So a dual income tax can solve this problem by freeing the tax system to continue to tax labour incomes progressively, without having the fear of scaring away capital investment. Of course a dual income tax would raise several problems in implementation. Potential difficulties might arise in the treatment of the self-employed, pensions and savings, federal-provincial concerns, and various international tax issues, to name just a few. I admit that today I don’t have the answers for all those problems, but I do know that the potential gains of a dual income tax for Canada make it worth while to consider such a change. If it is good enough for a progressive, small, open resource-based economy like Sweden, it might be good enough for Canada. I therefore advocate serious study of a dual income tax.

Thank you for your time and attention. I'm happy to answer your questions.

3:45 p.m.

Conservative

The Chair Conservative Rob Merrifield

Thank you both for your presentations.

We'll now move to the question-and-answer session. We'll start with Mr. McKay, for seven minutes. The floor is yours.

April 9th, 2008 / 3:45 p.m.

Liberal

John McKay Liberal Scarborough—Guildwood, ON

Thank you, Chair.

Thank you both for your presentation.

I have three questions, the first to Professor Milligan. I found your suggestion of dual income very intriguing and on the face of it a rather attractive idea. The working premise is that you can make a distinction between capital income and labour income. The sanctity of the idea, if you will, rests on that distinction.

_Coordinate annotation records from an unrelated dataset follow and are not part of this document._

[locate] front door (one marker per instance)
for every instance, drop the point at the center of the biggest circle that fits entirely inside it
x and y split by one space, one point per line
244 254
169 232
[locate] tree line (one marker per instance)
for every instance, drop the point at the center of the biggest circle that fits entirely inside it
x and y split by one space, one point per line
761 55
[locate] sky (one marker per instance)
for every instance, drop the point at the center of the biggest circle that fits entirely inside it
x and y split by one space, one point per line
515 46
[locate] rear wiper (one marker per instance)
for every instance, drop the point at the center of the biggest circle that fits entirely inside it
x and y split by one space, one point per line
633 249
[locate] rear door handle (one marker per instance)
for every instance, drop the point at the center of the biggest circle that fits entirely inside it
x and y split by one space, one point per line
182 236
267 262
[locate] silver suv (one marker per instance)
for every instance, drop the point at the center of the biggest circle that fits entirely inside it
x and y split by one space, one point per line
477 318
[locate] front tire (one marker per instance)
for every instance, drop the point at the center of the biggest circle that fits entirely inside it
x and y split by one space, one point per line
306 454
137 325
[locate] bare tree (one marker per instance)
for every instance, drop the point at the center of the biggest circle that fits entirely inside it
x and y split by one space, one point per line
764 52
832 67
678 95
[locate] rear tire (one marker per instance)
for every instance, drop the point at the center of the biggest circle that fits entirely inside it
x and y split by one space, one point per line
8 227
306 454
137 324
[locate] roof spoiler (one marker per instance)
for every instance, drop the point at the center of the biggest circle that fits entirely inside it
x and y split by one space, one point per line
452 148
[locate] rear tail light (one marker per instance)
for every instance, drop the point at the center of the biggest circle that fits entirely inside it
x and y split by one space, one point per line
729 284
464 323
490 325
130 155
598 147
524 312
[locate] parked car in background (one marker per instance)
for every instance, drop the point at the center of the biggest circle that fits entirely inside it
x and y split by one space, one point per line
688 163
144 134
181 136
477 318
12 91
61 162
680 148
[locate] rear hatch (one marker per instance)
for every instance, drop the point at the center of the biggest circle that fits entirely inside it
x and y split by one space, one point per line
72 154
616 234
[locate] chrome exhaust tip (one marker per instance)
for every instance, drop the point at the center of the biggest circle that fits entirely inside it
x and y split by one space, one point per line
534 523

In the latter part of your paper you talk about the problem with the self-employed but also with those who are in the upper margins, say basketball players and CEOs and individuals of that nature, who have enormous economic clout in the marketplace.

If capital is taxed at a flat rate and income is taxed at a progressive rate, at the intersection of rates is where the labour income will want to become capital income. So I'd be interested in your thoughts as to how you would curb that rather obvious and potentially excessive abuse of those who are probably the most privileged in our society.

3:45 p.m.

Assistant Professor, Economics Department, University of British Columbia

Kevin Milligan

Thank you for the question. It's a good one, because that's exactly where some of the problems with dual income tax arise.

First, on the self-employment problem, the issue there is to try to separate what's a return to capital and what's a return to the labour of the self-employed. Right from the early days of this kind of dual income tax in the Nordic countries, that's always been a contentious issue. I know that in Norway they have developed a pretty innovative way of trying to deal with this. The broader point I'd like to make is that we wouldn't have to start from a blank piece of paper; we could learn a lot from how things have gone in the Nordic countries.

The second point about potentially high-income individuals—basketball players, hockey players, highly compensated executives, who might have some ability through paying their accountant to do some tricks of transmitting some of their labour income into capital income—is a valid concern. The question, though, is whether you can design a system that can limit that kind of substitutability.

That is the exact right question to ask. I think a good study of the dual income tax would take a look at the experience of the Nordic countries and how they've tried to quell those problems.

3:45 p.m.

Liberal

John McKay Liberal Scarborough—Guildwood, ON

Professor Mintz, in your second point, with respect to EI, you think that the transfer to the fund is a good idea, and then you talk about the potential of experience rating.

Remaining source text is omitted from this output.